Thursday, March 22, 2007

Here we go again

Remember the story of Italian journalist Giuliana Sgrena, captured by an Iraqi terrorist group and released after the Italian government paid out the demanded ransom? The Americans had, quite rightly, demanded that no ransom be handed over to terrorist group. The Italians were so anxious not to let the Americans know what was going on that the car in which she was taken to Baghdad airport was not clearly identified. As a result an Italian secret service officer, Nicola Calipari was killed.

Or this story of the two Italian aid workers (what on earth has happened to them?) whose release may well have been brought about by the Italian Red Cross transporting wanted terrorists through American check-points.

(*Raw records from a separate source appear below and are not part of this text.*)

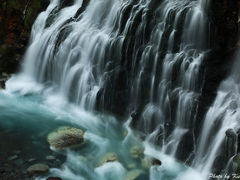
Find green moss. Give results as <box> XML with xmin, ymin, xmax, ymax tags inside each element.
<box><xmin>8</xmin><ymin>0</ymin><xmax>21</xmax><ymax>9</ymax></box>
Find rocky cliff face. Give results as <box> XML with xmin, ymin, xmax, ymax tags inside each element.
<box><xmin>195</xmin><ymin>0</ymin><xmax>240</xmax><ymax>134</ymax></box>
<box><xmin>0</xmin><ymin>0</ymin><xmax>48</xmax><ymax>74</ymax></box>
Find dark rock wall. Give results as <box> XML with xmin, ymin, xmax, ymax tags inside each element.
<box><xmin>0</xmin><ymin>0</ymin><xmax>48</xmax><ymax>74</ymax></box>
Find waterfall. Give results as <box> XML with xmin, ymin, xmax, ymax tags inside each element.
<box><xmin>7</xmin><ymin>0</ymin><xmax>236</xmax><ymax>179</ymax></box>
<box><xmin>193</xmin><ymin>52</ymin><xmax>240</xmax><ymax>176</ymax></box>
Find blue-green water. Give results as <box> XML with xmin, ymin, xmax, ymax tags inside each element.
<box><xmin>0</xmin><ymin>91</ymin><xmax>204</xmax><ymax>180</ymax></box>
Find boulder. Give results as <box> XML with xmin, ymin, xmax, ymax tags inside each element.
<box><xmin>47</xmin><ymin>177</ymin><xmax>62</xmax><ymax>180</ymax></box>
<box><xmin>47</xmin><ymin>126</ymin><xmax>84</xmax><ymax>150</ymax></box>
<box><xmin>101</xmin><ymin>152</ymin><xmax>118</xmax><ymax>165</ymax></box>
<box><xmin>125</xmin><ymin>169</ymin><xmax>144</xmax><ymax>180</ymax></box>
<box><xmin>130</xmin><ymin>145</ymin><xmax>144</xmax><ymax>159</ymax></box>
<box><xmin>152</xmin><ymin>159</ymin><xmax>162</xmax><ymax>166</ymax></box>
<box><xmin>27</xmin><ymin>163</ymin><xmax>49</xmax><ymax>175</ymax></box>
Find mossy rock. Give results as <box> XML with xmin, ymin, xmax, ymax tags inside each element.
<box><xmin>47</xmin><ymin>126</ymin><xmax>84</xmax><ymax>150</ymax></box>
<box><xmin>101</xmin><ymin>152</ymin><xmax>118</xmax><ymax>165</ymax></box>
<box><xmin>130</xmin><ymin>145</ymin><xmax>144</xmax><ymax>159</ymax></box>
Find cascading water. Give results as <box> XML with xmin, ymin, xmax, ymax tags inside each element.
<box><xmin>193</xmin><ymin>51</ymin><xmax>240</xmax><ymax>179</ymax></box>
<box><xmin>2</xmin><ymin>0</ymin><xmax>237</xmax><ymax>180</ymax></box>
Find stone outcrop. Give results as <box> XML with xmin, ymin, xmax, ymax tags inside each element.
<box><xmin>0</xmin><ymin>0</ymin><xmax>48</xmax><ymax>74</ymax></box>
<box><xmin>47</xmin><ymin>126</ymin><xmax>84</xmax><ymax>151</ymax></box>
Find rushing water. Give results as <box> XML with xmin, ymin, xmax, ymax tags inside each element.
<box><xmin>0</xmin><ymin>0</ymin><xmax>238</xmax><ymax>180</ymax></box>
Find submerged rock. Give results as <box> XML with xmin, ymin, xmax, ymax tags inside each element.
<box><xmin>46</xmin><ymin>155</ymin><xmax>56</xmax><ymax>161</ymax></box>
<box><xmin>152</xmin><ymin>159</ymin><xmax>162</xmax><ymax>166</ymax></box>
<box><xmin>27</xmin><ymin>163</ymin><xmax>49</xmax><ymax>174</ymax></box>
<box><xmin>8</xmin><ymin>155</ymin><xmax>18</xmax><ymax>161</ymax></box>
<box><xmin>101</xmin><ymin>152</ymin><xmax>118</xmax><ymax>165</ymax></box>
<box><xmin>130</xmin><ymin>145</ymin><xmax>144</xmax><ymax>159</ymax></box>
<box><xmin>47</xmin><ymin>177</ymin><xmax>62</xmax><ymax>180</ymax></box>
<box><xmin>125</xmin><ymin>169</ymin><xmax>144</xmax><ymax>180</ymax></box>
<box><xmin>47</xmin><ymin>126</ymin><xmax>84</xmax><ymax>150</ymax></box>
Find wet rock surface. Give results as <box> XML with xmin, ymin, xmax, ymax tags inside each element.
<box><xmin>47</xmin><ymin>126</ymin><xmax>84</xmax><ymax>150</ymax></box>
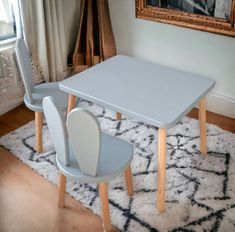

Last May it was estimated that Italy had already paid over the equivalent of $11 million in ransom (and that is not counting, presumably, the use of those Red Cross ambulances).

This week we have news of an Italian journalist Daniele Mastrogiacomo, 52, of the leftist newspaper La Repubblica, who does seem to have had a very bad time, indeed, in the hands of his Taliban captors, being released after the Italian authorities in Afghanistan released five Taliban prisoners, one of whom immediately announced his intention to hunt down infidels.

This is, if anything, more worrying than the stories of ransom being paid over, though, not perhaps more than the misuse of Red Cross immunity. The Italian opposition has protested and at least one member of the National Alliance party is talking of a very dangerous precedent.

Romano Prodi’s spokesman, Silvio Sircana, who happens to be a friend of Mastrogiacomo’s, is unfussed. As far as he is concerned, Italy did the right thing morally and from a humanitarian point of view:
We think that the life of a person is very precious. So if there is a chance to save a life we must do all we can do. And this was our very simple line and not anything more.
Well, well. What of the lives that will be taken as a result of those Taliban prisoners being released? Or the lives of future hostages, gleefully kidnapped by the Taliban in the hopes of future agreements of this kind? Or are they not all that precious if they are not left-wing Italian journalists with good contacts among the top political brass?